The fifth and final character I wanted to talk about is Homura Akemi, who’s relationship with Madoka is easily the focal point of the entire show. Cold, calculating and whips her hair back and forth like that one not so great song by Will Smith’s daughter, Homura is certainly lording it up on that edge. While coming across as a foe early on, the show slowly unravels who she is and what her goals are: and she is someone who loves Madoka and is trying to save her from an inevitable death. With Madoka being fated to die when she battles a powerful Witch called Walpurgis, Homura keeps resetting time in an effort to save her from that Fart Knocker life.
Having failed dozens of times has obviously desensitised Homura to the horrific misfortunes that happen around her. To the other Fart Knockers it’s a fight of life and death, but for Homura, it’s simply another attempt in a very long line of attempts. But eventually she tearfully confesses what she has been doing this whole time to Madoka, as the mounting failures begin to take their toll on her drive to keep going. Armed with this knowledge, Madoka wishes to become the force that will save all Fart Knockers from ever becoming Witches, with the catch being that she will only exist as a benevolent god-like force, with no one having any memory of her existing – and Homura is not down for that shit.
In the emotional core of the show, Madoka tells Homura to let her go, that Homura will be ok without her. And that’s when Madoka Magica imparts its last and perhaps most important message: to accept the passing of a loved one. All jokes aside, I would 100% sincerely recommend an anime fan this show if they were grieving for a lost friend or family member. It ends with Homura learning to accept that Madoka is gone forever, and she moves on with her life as a way to honour Madoka’s last wish to not give up. It’s an excellent way to finish an excellent show…

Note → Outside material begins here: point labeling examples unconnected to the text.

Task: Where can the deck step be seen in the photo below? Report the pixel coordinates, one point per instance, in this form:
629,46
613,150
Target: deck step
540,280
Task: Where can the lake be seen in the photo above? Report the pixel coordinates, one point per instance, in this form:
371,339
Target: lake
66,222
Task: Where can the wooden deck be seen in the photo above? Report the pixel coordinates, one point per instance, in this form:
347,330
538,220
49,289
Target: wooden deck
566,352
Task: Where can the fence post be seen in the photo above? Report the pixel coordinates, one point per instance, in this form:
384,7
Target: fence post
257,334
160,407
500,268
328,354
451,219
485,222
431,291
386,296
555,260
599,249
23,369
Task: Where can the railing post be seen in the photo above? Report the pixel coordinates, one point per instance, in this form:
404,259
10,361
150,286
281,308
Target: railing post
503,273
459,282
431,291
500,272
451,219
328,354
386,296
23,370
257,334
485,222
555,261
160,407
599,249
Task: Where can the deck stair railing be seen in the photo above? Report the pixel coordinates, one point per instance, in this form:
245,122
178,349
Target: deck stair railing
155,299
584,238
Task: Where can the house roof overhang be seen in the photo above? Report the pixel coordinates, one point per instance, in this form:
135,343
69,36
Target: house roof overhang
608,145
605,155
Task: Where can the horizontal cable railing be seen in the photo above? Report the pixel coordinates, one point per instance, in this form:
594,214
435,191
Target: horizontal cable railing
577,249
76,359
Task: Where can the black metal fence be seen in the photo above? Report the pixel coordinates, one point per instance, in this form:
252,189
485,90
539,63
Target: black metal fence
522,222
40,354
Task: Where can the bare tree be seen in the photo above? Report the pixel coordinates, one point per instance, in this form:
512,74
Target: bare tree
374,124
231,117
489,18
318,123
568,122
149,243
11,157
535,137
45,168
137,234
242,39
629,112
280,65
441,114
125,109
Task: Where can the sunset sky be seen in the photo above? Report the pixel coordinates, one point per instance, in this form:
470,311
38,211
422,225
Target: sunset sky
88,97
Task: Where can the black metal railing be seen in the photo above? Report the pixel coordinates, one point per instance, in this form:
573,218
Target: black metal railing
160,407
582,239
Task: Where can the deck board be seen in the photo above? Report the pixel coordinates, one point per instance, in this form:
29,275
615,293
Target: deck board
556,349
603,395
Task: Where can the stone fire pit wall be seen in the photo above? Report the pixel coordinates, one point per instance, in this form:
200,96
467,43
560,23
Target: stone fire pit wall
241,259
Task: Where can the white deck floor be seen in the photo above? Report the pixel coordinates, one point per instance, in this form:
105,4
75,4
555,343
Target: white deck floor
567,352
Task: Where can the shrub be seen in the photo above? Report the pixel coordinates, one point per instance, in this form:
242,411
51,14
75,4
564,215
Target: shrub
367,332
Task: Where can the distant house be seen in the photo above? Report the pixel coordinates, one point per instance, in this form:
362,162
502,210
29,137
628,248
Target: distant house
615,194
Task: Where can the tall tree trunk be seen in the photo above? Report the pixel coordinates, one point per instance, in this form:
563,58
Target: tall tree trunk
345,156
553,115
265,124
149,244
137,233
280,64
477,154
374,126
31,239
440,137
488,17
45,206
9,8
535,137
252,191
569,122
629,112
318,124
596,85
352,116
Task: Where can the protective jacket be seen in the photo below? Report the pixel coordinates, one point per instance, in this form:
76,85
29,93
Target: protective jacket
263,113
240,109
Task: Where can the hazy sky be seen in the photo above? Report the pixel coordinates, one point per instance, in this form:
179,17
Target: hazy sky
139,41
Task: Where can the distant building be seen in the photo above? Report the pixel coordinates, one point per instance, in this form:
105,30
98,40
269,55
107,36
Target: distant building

…and then the movies came.
The first two movies are merely the TV show split into two parts, and it is the third film (named Rebellion) that carries on the story. To cut a long story short, Homura goes back to not being down with the shit that is Madoka being omnipotent god, and becomes a demon to drag her back down to Earth. I have mixed opinions on this movie but there are some good parts to it for sure. Homura twisting the world into her own personal paradise where her friends can live in peace but against their will, is a morally grey conclusion that’s at least interesting. Sayaka’s and Kyoko’s reunion is also rather touching, as they finally get the chance to confess how important they’ve become to each other. And finally, the fight between Mami and Homura is perhaps the most anime thing that I've seen, meaning it is both gleefully awesome and ridiculously dumb.
Have a look for yourself:
But I just can’t escape the feeling that Rebellion is mostly unnecessary despite my enjoyment of it, and at its worst it could be seen as a betrayal of Homura’s character arc. Now with the promise of a fourth movie ready to drop sometime in the future, I just wonder where is the series going? Is Homura going to go “sorry about the whole demon thing yeah, I'll promise I’ll let you go this time Madoka” at the very last moment? The show said what it needed to say when the curtain closed on episode 12, and I can’t help but think of the irony that a show about letting people go is itself not allowed to rest.